10) Mike Allred. Super cool art and a really nice guy. His work made me think I could possibly do comics again after my disaster at UGA. Not that I thought I'd be as good. It's just that looking at his fun work made me want to draw again. And his love for the medium is infectious. Also inspiring is the way he buckles down and turns out pages. His runs on The Atomics and Marvel's X-Force/X-Statix are freaky good and all the more impressive for their consistency and Kirby-like work ethic. Can you imagine a guy who draws like this able to turn around a monthly book? I mean this is following years of self-indulgent lesser artists constantly blowing deadlines. And a few years ago, Allred suddenly took his art to a higher level and left a lot of people in the dust. What an amazing cat!
11) Steve Rude. The Dude. There is nothing more need be said.
12) Rumiko Takahashi. Her art is the very definition of appeal. It reminds me a bit of Walt Kelly's in that you just want to hug it as much as you want to look at it. I'd give anything to produce art with this much appeal.
13) Mike Mignola. Deceptively simple. Geometric, stripped down to basic lines and areas of black. Easy to copy line-for-line, difficult to produce on your own. He has a unique way of putting together lower bodies. What's happening there with that anatomy? When I look at it, I see. When I look away, I can't.

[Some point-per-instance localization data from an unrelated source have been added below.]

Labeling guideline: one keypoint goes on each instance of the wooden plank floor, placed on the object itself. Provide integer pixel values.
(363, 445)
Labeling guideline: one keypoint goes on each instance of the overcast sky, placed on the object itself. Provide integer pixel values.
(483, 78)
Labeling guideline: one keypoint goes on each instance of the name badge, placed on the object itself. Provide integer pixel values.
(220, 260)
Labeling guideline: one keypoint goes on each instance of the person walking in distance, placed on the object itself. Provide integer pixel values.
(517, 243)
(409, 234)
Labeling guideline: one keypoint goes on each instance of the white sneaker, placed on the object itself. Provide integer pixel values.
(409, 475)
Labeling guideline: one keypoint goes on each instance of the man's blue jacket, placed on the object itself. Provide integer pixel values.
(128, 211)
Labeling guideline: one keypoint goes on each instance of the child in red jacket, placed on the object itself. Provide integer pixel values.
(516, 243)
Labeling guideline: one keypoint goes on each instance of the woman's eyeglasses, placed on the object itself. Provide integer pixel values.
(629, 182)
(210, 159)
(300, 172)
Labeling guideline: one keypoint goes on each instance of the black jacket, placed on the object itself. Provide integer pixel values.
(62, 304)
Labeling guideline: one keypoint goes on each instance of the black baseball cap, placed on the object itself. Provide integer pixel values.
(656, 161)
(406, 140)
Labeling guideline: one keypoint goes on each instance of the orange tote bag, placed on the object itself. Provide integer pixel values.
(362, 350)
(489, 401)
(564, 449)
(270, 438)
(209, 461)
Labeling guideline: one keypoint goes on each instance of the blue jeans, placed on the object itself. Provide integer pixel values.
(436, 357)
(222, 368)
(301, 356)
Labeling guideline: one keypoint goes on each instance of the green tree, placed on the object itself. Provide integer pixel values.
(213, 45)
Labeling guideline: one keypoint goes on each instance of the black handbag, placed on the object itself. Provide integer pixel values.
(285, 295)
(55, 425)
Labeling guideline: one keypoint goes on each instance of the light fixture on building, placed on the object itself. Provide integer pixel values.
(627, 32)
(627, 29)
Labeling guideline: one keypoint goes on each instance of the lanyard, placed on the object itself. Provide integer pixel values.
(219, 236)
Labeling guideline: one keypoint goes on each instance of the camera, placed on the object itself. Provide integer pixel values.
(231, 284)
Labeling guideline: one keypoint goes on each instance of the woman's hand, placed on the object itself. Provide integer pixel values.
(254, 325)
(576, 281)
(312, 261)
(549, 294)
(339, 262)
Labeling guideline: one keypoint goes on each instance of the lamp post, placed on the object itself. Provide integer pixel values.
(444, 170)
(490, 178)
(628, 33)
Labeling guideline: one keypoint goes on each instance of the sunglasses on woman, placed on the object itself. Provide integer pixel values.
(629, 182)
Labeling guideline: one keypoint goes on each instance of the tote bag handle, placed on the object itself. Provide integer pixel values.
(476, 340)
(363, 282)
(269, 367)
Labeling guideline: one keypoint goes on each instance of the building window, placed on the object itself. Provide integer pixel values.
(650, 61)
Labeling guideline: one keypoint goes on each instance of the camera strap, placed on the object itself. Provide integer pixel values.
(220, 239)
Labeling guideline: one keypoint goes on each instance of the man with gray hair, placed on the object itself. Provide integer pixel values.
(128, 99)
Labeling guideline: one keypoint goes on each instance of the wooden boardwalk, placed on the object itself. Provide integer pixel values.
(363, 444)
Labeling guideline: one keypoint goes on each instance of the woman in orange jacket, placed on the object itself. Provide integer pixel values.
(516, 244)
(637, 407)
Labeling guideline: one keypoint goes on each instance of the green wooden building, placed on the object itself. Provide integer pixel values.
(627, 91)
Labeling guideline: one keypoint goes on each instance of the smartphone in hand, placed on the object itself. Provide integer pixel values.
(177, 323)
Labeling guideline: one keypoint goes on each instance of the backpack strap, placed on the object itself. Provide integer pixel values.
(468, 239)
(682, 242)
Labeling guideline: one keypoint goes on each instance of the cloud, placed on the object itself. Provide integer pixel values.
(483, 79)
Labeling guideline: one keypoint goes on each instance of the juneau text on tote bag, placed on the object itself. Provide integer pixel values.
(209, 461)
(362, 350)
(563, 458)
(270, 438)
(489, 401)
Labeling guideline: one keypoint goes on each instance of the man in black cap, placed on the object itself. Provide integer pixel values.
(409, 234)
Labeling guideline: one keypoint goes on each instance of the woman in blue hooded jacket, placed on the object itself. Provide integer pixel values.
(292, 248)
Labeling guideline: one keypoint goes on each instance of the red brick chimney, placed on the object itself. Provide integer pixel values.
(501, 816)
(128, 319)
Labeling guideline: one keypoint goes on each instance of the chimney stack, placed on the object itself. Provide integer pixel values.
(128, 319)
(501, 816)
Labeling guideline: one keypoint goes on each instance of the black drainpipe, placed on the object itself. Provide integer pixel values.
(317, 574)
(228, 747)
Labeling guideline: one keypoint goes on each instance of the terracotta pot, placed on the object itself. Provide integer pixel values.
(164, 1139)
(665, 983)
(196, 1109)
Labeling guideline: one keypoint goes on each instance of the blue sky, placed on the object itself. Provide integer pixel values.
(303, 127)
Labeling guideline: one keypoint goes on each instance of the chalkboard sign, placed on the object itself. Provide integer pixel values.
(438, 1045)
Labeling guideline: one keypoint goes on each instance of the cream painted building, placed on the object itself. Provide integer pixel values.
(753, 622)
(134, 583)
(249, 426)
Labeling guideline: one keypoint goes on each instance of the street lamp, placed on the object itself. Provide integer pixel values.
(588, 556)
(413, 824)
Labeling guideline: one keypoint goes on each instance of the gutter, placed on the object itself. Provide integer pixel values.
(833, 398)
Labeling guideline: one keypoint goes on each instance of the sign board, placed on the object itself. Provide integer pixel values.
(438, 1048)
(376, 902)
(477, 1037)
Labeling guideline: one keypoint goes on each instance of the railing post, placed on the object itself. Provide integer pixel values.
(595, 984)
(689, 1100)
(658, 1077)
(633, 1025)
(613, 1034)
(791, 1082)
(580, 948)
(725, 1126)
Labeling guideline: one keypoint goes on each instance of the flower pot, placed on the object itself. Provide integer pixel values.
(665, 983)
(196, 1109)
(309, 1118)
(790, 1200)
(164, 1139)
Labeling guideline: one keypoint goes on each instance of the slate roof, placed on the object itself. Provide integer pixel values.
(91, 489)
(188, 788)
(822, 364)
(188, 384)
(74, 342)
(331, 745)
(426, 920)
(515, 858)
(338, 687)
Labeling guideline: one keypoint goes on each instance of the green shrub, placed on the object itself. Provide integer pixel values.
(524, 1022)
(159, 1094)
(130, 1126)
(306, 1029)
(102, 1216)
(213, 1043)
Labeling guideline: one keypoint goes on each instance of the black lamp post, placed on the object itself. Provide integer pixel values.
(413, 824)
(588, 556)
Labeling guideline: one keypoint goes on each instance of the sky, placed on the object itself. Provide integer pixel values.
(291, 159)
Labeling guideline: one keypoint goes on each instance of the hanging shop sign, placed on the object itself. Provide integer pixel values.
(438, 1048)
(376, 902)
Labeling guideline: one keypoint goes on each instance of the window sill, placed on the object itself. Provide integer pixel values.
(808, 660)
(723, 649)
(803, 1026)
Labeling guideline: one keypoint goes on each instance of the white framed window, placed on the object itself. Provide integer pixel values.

14) Gene Colan. He should have come earlier on this list. Man, even now I would give anything to be able to draw like Colan. He always chose the most interesting angles and while later in his career his anatomy sometimes came apart as a result-- check out Batman's birthin' hips-- Colan in his prime was a true master of mood. Shadow and mood. Drama. Reading a Colan comic was like watching one of the better Hammer Studio films. Drawing from one was difficult. But even now when I draw a face wearing glasses, I'm thinking Colan.
Okay, there are a number of others I should do full entries on-- John Buscema, Alfredo Alcala, Goseki Kojima, Ai Yazawa, Bob McLeod, P. Craig Russell, plus a whole lot more I'm forgetting at the moment. But I'm tired of writing about drawing. I'd rather be drawing. Too bad I'm at work.
*I can't stress this enough-- this has to be in conjunction with actually learning how to draw. You need a full education in art basics like composition, perspective and figure construction, which are just some of the universal underpinnings of an artist's methods, plus a LOT of life-drawing!